As Fleetwood has worked to increase production efficiency by building more with less, plant 77 has been able to reduce labor usage by about 14 percent. This might have led to layoffs in many companies, but it didn't at the Chico site. For employees to truly cooperate in making the GPS implementation successful, they need to feel that they're not going to improve themselves right out of jobs.
A successful change culture requires a commitment from management that improvements won't result in layoffs. "Everyone must be encouraged to take part in creatively coming up with ideas to make improvement," says Sharma. "But if they do that and at the end of the day the company lays off two people who helped engineer the change, how would those two people feel? More important, how would the eight people feel who are left over? Do you think they're going to participate next time to help you do the same thing?"
The solution is a proactive growth strategy: As the company grows, present workers whose jobs have been eliminated due to efficiency increases are assigned new duties. This accomplishes two objectives: current employees have the job security they need so they'll continue to contribute to improvement efforts, and the necessity to hire and train new employees vanishes. Fleetwood had already begun a growth strategy, so it can also use attrition to its advantage: as workers leave, the plant won't replace them. Moreover, the company is starting to place an emphasis on in-sourcing. As the people, machines and materials are already paid for, there's no need to send materials out to cut costs.
Envisioning the future
So far, 19 of plant 77's departments have been "kaizened," resulting in a 65-percent overall reduction in work-in-progress and a 22-percent overall reduction in cycle times. The Chico site has also jumped from last to first in customer satisfaction among Fleetwood's five RV plants. Despite these tremendous advances, the plant has no plans to slow down — Kaizen is, after all, about continuous improvement. Without adding any additional buildings to the plant, the present goal is to increase production from the current average rate of 55 units per week to 150 units per week, eventually working up to 200 units per week. The plant currently produces two classes of RVs on one line, but managers would like to be able to produce each class on its own line to increase efficiency and boost production numbers. To do so, space within the plant would be reassigned for new activities, and two parallel production lines, one for each class, would replace the single U-shaped line now in use. The market would certainly allow Fleetwood room to grow--the plant currently has a 1,300-unit backlog.

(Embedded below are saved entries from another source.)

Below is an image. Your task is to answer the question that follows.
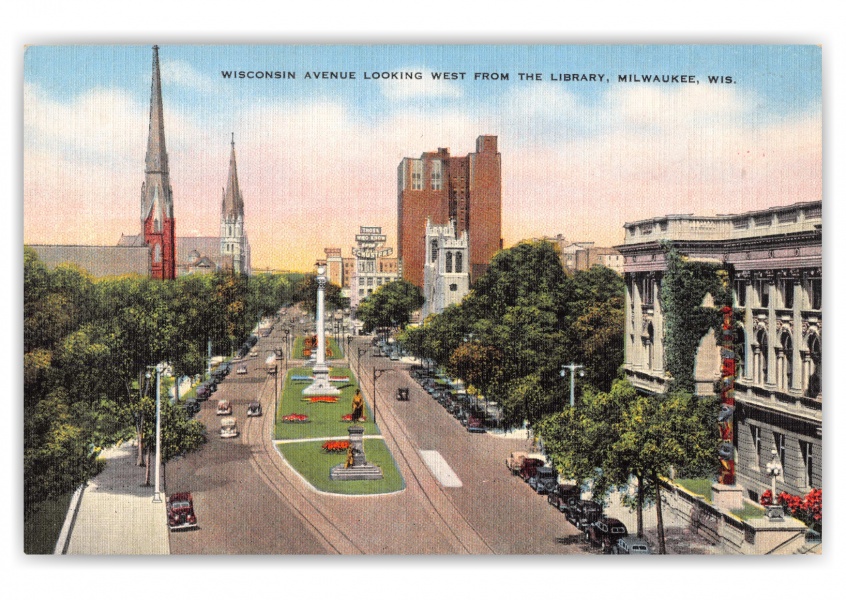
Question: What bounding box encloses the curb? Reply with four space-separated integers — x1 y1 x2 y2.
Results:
53 483 86 555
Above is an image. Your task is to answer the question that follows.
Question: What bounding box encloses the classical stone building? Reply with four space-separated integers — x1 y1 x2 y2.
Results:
422 219 470 318
397 135 502 288
616 200 822 500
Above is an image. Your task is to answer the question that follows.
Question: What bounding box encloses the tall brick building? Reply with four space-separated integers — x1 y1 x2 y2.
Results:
397 135 502 288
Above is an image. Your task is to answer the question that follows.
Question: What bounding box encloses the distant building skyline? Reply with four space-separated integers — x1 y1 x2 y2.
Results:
24 45 821 272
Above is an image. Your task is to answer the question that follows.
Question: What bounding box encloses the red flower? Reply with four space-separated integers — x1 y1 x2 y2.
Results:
322 440 350 453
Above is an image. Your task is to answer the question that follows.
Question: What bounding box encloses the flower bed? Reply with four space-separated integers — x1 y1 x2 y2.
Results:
322 440 350 453
281 413 309 423
761 488 822 527
307 396 339 403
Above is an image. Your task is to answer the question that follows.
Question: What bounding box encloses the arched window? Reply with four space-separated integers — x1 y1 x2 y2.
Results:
806 333 821 398
734 326 746 380
756 329 768 385
455 251 463 273
446 251 453 273
430 239 438 263
780 331 793 390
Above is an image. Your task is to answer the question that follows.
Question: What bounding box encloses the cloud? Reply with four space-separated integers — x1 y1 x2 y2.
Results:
23 77 821 273
161 59 218 93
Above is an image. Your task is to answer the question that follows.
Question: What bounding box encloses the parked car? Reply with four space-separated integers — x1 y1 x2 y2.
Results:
396 387 410 401
184 398 200 418
568 499 603 530
390 351 400 361
247 401 262 417
236 364 248 375
519 457 547 482
466 415 486 433
612 536 652 555
216 399 232 416
195 384 212 401
585 517 628 552
220 417 239 438
528 466 558 494
547 483 581 512
166 492 198 531
505 451 529 476
249 349 258 357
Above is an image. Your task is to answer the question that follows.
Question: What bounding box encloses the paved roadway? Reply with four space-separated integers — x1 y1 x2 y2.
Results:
167 308 589 555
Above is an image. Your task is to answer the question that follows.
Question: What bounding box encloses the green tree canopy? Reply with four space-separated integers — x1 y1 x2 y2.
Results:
355 279 423 332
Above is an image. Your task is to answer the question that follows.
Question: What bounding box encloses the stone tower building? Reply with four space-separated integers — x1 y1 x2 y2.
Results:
140 45 176 280
219 135 250 274
422 219 470 318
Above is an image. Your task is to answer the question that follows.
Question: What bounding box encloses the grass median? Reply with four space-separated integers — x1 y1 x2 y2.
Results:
276 439 404 495
275 366 379 440
274 365 405 494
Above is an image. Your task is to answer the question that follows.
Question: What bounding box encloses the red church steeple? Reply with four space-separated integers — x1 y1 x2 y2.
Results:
140 45 176 279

Rabo envisions ultimately producing the RVs on a pace-line system, in which each coach (along with its customized work order) is slowly pulled through all production stages on a chain and doesn't stop moving until it's finished. Realizing this goal would make plant 77 the first in Fleetwood's RV division and one of the first in the RV industry to implement a pace-line system. Regardless of whether it attains these improvements, however, Fleetwood's plant 77 is a clear example of an organization that has embraced the spirit of Kaizen and is enjoying its rewards.